NEW YORK -- The Latest on a power failure at a federal detention center in New York City (all times local):
A federal judge has ordered a federal detention center in New York City where a weeklong power outage left inmates shivering to immediately return to its normal schedule for lawyer visits.
The judge on Monday was responding to a lawsuit brought by the inmates' lawyers who called the power failure a "humanitarian crisis."
The judge said that if visitation is suspended again, the warden must provide a written explanation within 24 hours.
Judge LaShann DeArcy Hall scheduled a hearing for next week on the other issues raised in the lawsuit.
Normal operations have resumed after a bomb threat at a federal detention center in New York City where a weeklong power outage left inmates shivering and led to a lawsuit.
Visitors and contractors were escorted out of the Metropolitan Detention Center in Brooklyn as a precaution after the threat was called into the facility around 10:25 a.m. Monday.
The New York Police Department assisted prison workers in searching for potential devices. Officers ordered protesters and reporters to move away from the front of the facility as a precaution.
Police and the Bureau of Prisons say no devices were found and no credible threat was identified.

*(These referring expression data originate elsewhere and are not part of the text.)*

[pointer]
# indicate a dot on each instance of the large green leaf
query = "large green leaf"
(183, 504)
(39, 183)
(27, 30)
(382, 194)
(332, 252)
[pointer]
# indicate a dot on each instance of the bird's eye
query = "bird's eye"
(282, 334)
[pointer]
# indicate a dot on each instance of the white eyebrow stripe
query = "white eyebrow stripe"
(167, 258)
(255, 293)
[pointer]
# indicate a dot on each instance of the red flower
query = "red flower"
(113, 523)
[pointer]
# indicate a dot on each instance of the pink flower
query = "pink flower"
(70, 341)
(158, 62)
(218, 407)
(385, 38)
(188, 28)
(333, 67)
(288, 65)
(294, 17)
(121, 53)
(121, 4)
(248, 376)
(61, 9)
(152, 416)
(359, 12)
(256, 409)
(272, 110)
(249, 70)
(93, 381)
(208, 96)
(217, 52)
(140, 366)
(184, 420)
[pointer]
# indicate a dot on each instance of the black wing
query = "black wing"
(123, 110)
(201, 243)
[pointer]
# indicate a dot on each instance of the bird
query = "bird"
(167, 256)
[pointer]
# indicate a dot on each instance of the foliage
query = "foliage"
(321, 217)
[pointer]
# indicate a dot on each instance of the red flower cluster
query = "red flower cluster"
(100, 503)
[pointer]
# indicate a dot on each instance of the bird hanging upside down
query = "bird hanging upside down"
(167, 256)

The facility has resumed operations.
The NYPD is investigating the source of the threat.
A lawsuit brought by lawyers for inmates at a federal detention center in New York City calls a power failure that occurred there a "humanitarian crisis."
The lawsuit was filed Monday in Brooklyn federal court by the Federal Defenders of New York.
A message was left with the U.S. Justice Department seeking comment.
The lawsuit alleges that the Federal Bureau of Prisons violated the constitutional rights of about 1,600 inmates by denying legal visits after a Jan. 27 fire caused the failure.
Protesters gathered outside after news reports that inmates had largely been without heat or power for a week.
The lawsuit says the outage caused "inhumane" conditions for inmates and the response was "woefully inadequate."
It calls for the appointment of a special master to inspect the lockup.